8.3     Subject to clause 8.4, our entire liability to you in respect of these terms and conditions or any contract shall be limited to £500,000, which represents the level of our insurance cover and you are responsible for making your own arrangements for the insurance of any excess if required.

8.4     Clause 8.3 does not include or limit in any way our liability for (a) death or personal injury caused by our negligence; (b) for fraud or fraudulent misrepresentation by us; or (c) for any other matter for which it would be illegal for us to exclude, or attempt to exclude, our liability.

8.5     We accept no liability for any loss of income or revenue, loss of business, loss of profits, loss of contracts, loss of data, loss of time or any consequential loss or damage of any kind whether caused by breach of contract, negligence or otherwise.

9. Communications

9.1     Certain applicable laws require that some of the information we send to you should be in writing, you accept that our communications with you will from time to time be electronic. For contractual purposes, you agree to this electronic means of communication and you acknowledge that all contracts, information and notices that we provide to you electronically comply with any legal requirement that such communications be in writing. This condition does not affect your statutory rights.

10. Cancellation by us

10.1     Align reserves the right to refuse to accept your order for any reason, and we do not have to give you a reason why we have refused your order.

10.2     We reserve the right to cancel our contract with you at any time if you give us reasonable grounds to believe that you have supplied us with incorrect, false or misleading information or if we believe you may do so in the future. If we cancel our contract with you we will notify you by e-mail or letter by post.

11. Unexpected Events

11.1     Align will not be liable or responsible for any failure to perform, or delay in performance of, any of our obligations under a contract caused by events that are outside of our reasonable control.

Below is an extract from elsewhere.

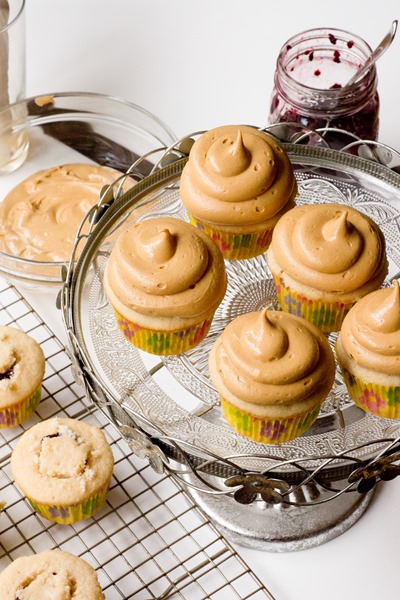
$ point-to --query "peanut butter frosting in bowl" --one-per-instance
(237, 176)
(165, 271)
(50, 575)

Examples of these events could be (but not limited to) outbreak of civil war (whether declared or not), national power outages, industrial disputes, extreme weather conditions, theft of equipment and hostile computer acts.

12. Notices

12.1     All notices given by you to us must be given to Align at 16 Heather View, Sharlston Common, Wakefield, West Yorkshire WF4 1TH or e-mail to info@align-property.co.uk.

12.2     We will give any notices to you from us by e-mail or letter by post.

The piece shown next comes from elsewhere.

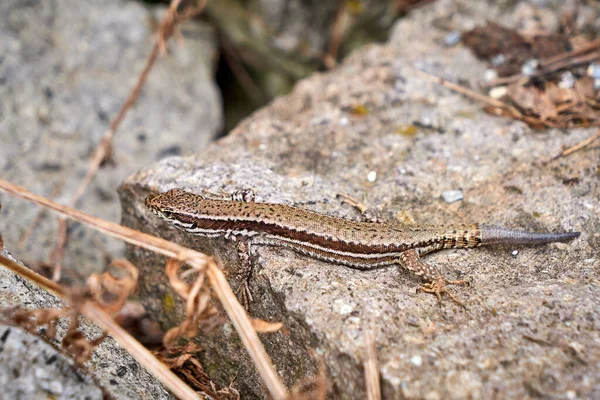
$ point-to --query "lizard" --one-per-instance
(362, 245)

12.3     We will deem any notices given by us as received and served 24 hours after an e-mail is sent or 3 working days after a letter has been posted by us.

13. Severability

13.1     If any of these terms and conditions or any of the provisions of a contract are deemed by any competent authority to be invalid, unlawful or unenforceable, such term, condition or provision will to that extent be severed from the remaining terms and conditions, which will continue to be valid to the fullest extent permitted by law.

14. This Document

14.1     These terms and conditions and any document referred to in them set out the entire agreement between us in relation to any contract. These terms and conditions and any document referred to in them supersede any prior agreement, understanding or arrangement between us whether orally or in writing.

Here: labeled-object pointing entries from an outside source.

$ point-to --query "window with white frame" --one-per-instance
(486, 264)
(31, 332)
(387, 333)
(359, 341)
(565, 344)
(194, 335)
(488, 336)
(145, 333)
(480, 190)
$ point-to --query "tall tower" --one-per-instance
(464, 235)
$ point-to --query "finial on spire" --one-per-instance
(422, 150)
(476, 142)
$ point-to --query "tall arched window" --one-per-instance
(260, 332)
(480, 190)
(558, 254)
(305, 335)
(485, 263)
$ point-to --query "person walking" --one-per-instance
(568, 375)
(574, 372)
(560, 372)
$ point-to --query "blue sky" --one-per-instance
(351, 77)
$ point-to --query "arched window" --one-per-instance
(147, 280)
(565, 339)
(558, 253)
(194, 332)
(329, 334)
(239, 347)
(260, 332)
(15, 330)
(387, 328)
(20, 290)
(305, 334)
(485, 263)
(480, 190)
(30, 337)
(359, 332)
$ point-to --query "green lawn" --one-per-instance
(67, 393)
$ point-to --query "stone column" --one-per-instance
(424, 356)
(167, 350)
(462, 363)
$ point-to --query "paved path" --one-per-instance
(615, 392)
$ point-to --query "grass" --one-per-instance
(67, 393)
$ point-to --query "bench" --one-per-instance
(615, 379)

14.2     Align has the right to revise these terms and conditions from time to time.

14.3     You will be subject to the policies, terms and conditions in force when you order a product from us, unless we are required by law to make any changes to comply with any laws.

15. The Law

15.1     These terms and conditions and any contracts for the purchase of products through Align will be covered by English law. Any dispute arising from, or related to, such terms and conditions or contracts shall be subject to the non exclusive jurisdiction of the courts of England and Wales, although we retain the right to bring proceedings against you for breach in your country of residence or any other relevant country.